保健福祉部長 県では、「千葉県保健医療計画」に基づき、県内に9つある二次保健医療圏への救命救急センターの設置を進めております。
市ではこれまで、県に対し、市原保健医療圏への早期整備について、公文書及び事務レベル協議において要望してまいりましたが、実現には至っておりません。
この背景といたしましては、救命救急センターの開設・運営は、医療機関にとって経済的負担が大きいことや、医師や看護師等の医療従事者の待遇面なども含め、確保が困難なことなどが考えられます。
今年度も、改めて県に対し、早期設置に向け要望しているところであり、10月4日には、市長自ら、県の健康福祉部長を訪問し、整備に向け、県と市が歩調を合わせて対応していくことを確認いたしました。
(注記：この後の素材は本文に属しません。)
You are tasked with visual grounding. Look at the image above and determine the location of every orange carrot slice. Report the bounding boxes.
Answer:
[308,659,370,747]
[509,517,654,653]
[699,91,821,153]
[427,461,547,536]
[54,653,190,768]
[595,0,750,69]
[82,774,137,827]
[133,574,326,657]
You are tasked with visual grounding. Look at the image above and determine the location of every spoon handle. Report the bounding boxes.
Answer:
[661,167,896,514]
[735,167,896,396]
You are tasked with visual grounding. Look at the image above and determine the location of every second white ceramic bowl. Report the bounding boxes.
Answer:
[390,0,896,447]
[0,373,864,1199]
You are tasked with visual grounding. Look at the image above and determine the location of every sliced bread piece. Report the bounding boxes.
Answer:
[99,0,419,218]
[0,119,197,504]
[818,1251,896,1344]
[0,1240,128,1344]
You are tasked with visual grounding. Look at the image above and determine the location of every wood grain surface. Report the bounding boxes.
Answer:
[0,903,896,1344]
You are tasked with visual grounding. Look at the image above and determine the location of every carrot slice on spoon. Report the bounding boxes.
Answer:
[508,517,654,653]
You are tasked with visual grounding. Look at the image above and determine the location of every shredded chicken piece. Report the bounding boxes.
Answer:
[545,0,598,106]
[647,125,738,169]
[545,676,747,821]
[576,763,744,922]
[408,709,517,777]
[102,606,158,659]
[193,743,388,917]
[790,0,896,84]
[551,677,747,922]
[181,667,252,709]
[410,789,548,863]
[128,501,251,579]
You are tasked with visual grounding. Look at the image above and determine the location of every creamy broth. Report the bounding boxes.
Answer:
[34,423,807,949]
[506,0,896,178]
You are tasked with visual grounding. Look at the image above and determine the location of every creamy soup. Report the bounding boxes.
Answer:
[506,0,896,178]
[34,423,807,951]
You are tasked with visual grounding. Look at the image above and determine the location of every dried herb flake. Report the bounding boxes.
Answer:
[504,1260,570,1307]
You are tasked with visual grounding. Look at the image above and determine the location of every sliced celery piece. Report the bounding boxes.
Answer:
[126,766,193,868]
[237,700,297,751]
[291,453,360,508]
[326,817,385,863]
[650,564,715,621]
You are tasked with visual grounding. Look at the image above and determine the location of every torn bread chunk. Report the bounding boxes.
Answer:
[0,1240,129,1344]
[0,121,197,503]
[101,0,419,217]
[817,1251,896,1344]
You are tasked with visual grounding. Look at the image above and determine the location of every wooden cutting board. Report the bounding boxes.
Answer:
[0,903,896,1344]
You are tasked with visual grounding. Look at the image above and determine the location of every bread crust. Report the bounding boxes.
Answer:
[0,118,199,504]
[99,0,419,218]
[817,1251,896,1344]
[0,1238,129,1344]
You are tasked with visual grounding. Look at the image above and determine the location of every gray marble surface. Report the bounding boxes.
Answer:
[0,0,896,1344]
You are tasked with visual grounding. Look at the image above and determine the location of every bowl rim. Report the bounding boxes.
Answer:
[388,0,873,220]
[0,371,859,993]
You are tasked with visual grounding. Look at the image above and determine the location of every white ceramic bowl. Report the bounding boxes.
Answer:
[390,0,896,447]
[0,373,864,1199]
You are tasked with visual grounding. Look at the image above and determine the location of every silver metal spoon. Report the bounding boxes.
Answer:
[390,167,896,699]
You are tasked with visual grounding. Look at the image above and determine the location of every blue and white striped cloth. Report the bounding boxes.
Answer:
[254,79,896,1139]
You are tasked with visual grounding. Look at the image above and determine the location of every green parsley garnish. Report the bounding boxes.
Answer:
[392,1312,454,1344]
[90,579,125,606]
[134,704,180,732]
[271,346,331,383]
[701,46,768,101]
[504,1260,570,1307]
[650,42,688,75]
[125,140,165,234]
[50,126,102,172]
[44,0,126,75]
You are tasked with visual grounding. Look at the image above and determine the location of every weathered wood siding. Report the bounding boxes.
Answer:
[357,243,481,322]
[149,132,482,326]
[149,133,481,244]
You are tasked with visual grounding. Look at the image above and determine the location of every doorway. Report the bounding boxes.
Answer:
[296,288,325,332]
市といたしましては、市民の皆様の安全安心を守るため、今後も県と密に情報交換を行いながら、早期実現を目指してまいります。
現在、3次救命救急センターの設置が決まった場合には国から整備費の3分の1を補助してもらえます。そして県からも補助を出していただける場合には市も6分の1の補助を求められることになると思いますが、その時、市としては予算を組む準備は出来ているのか、伺いたい。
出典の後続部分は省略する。